Japanese-Peruvians still angry over wartime internment in U.S. camps


By MASAHARU NANAMI
Kyodo News

LIMA — As Peruvians of Japanese descent observe the 110th anniversary of their parents' or grandparents' immigration to the South American country this year, some do not hide their anger at World War II that forced them to live in an internment camp in the United States.

News photo
Barbed wire: An aerial photo provided by Japanese- Peruvian Yuriko Tanaka shows the wartime internment camp in Crystal City, Texas. KYODO PHOTO

Augusto Kage, 78, wanted to become a doctor until the war shattered his dream. He remembers the police taking his father, Mantaro Kage, into custody in January 1942, a month after the Japanese attack on Pearl Harbor.

The elder Kage was taken with nothing but the clothes he was wearing. Originally from Fukuoka Prefecture, he was running a restaurant in Piura, northern Peru.

His father's restaurant went out of business, and Kage and his seven siblings stayed at the home of an acquaintance of their Peruvian mother.
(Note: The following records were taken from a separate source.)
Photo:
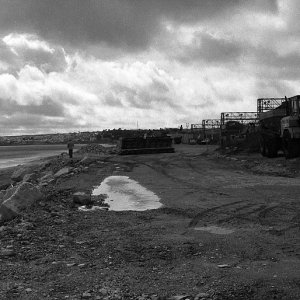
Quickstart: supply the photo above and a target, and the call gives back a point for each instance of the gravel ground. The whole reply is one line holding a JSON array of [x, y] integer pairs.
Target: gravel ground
[[55, 251]]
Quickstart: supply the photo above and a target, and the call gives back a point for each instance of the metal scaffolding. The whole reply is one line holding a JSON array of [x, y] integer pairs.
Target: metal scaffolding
[[266, 104], [211, 123], [196, 127], [241, 117]]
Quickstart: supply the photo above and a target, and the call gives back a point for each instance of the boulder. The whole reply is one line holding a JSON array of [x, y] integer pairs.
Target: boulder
[[9, 192], [32, 177], [18, 198], [5, 186], [19, 174], [63, 171], [48, 177], [82, 198], [86, 161]]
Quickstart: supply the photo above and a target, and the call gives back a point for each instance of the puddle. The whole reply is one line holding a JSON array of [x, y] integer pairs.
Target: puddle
[[93, 208], [215, 229], [124, 193]]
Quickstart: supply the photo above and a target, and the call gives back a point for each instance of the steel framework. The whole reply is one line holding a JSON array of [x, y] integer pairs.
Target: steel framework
[[196, 126], [242, 117], [211, 123], [266, 104]]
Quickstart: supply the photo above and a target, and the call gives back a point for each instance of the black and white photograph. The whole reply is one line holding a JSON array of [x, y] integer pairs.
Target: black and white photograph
[[150, 149]]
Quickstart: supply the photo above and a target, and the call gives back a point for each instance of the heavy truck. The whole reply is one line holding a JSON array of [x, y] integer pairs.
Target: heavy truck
[[279, 126]]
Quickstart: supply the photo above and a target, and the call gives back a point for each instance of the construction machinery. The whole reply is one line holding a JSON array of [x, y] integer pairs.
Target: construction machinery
[[145, 145], [279, 126], [235, 126]]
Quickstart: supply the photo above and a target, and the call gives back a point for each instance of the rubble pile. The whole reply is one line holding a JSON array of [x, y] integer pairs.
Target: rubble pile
[[97, 149]]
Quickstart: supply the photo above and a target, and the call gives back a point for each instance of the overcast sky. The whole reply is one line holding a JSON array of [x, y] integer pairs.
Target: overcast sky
[[78, 65]]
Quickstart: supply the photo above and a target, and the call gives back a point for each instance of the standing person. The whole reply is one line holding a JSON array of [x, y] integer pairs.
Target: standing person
[[70, 147]]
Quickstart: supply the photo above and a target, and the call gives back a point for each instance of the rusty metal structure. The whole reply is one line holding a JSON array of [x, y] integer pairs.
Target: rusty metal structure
[[235, 126], [211, 124], [146, 145], [196, 127], [241, 117], [266, 104]]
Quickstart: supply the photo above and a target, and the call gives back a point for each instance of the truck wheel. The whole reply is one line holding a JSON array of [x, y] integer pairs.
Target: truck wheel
[[262, 147], [271, 150]]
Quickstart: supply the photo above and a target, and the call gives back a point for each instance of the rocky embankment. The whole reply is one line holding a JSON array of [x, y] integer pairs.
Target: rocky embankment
[[27, 183]]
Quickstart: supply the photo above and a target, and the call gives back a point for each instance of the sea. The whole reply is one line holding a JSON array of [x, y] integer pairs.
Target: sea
[[11, 156]]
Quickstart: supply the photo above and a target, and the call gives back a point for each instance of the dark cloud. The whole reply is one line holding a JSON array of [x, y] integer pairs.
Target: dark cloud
[[31, 123], [269, 88], [46, 108], [273, 65], [121, 23], [210, 49]]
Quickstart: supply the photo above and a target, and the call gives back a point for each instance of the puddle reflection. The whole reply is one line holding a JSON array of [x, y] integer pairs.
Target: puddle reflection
[[124, 193]]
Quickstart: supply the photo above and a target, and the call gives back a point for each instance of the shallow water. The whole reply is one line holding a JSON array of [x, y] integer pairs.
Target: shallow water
[[215, 229], [124, 193]]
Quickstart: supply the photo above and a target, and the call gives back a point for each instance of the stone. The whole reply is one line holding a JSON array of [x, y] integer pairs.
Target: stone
[[7, 252], [32, 177], [223, 266], [63, 171], [82, 198], [19, 174], [86, 161], [86, 295], [47, 177], [201, 296], [21, 197], [5, 186]]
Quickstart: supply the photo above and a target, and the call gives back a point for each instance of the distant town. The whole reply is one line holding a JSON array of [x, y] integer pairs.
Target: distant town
[[104, 136]]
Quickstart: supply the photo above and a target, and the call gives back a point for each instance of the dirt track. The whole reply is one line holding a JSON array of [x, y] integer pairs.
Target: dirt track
[[161, 252]]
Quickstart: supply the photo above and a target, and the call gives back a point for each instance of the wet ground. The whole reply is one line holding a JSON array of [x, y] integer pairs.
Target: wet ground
[[227, 227], [123, 193]]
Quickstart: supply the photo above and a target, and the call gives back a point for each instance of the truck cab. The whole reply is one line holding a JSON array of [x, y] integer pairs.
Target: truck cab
[[290, 128]]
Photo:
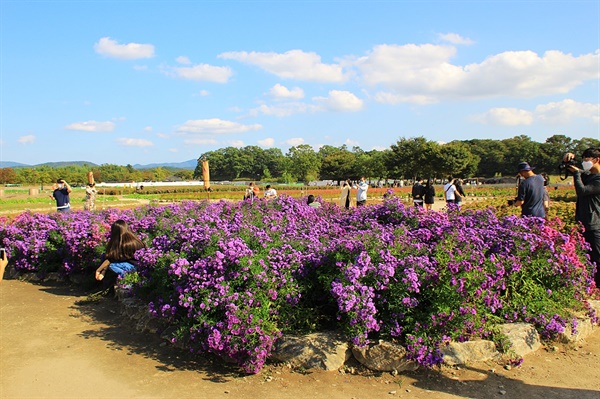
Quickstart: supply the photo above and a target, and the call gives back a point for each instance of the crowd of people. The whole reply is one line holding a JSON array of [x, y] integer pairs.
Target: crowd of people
[[532, 197]]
The war shut down the Japanese school, forcing Kage, then 11 and the eldest son in the family, to give up hopes of becoming a physician. He sold newspapers and juice on a street corner to earn money for the family.

His father and the rest of his family were placed in an internment camp in Crystal City, Texas, on the U.S.-Mexican border in October 1944. They returned to Peru in October 1946.

His father was 56 years old and had no job. Kage worked in a restaurant to send his brothers and sisters to school.

"I wanted to study," said Kage, who now has a seafood restaurant in the city of El Callao, neighboring Lima. "I lost everything because of the war."

Sisters Yuriko Tanaka, 77, and Miyoko Sakata, 73, of Lima, said about 2,500 Latin Americans of Japanese descent were interned behind barbed wire in the Crystal City facilities. More than 80 percent of them came from Peru, a U.S. ally in the war.

U.S. soldiers guarded the camp, which measured about 40 hectares, but the internees were allowed to manage their own self-governing council.

In an out-of-court settlement in 1998, the U.S. government apologized to Latin Americans of Japanese descent held in detention during the war and agreed to pay $5,000 per person.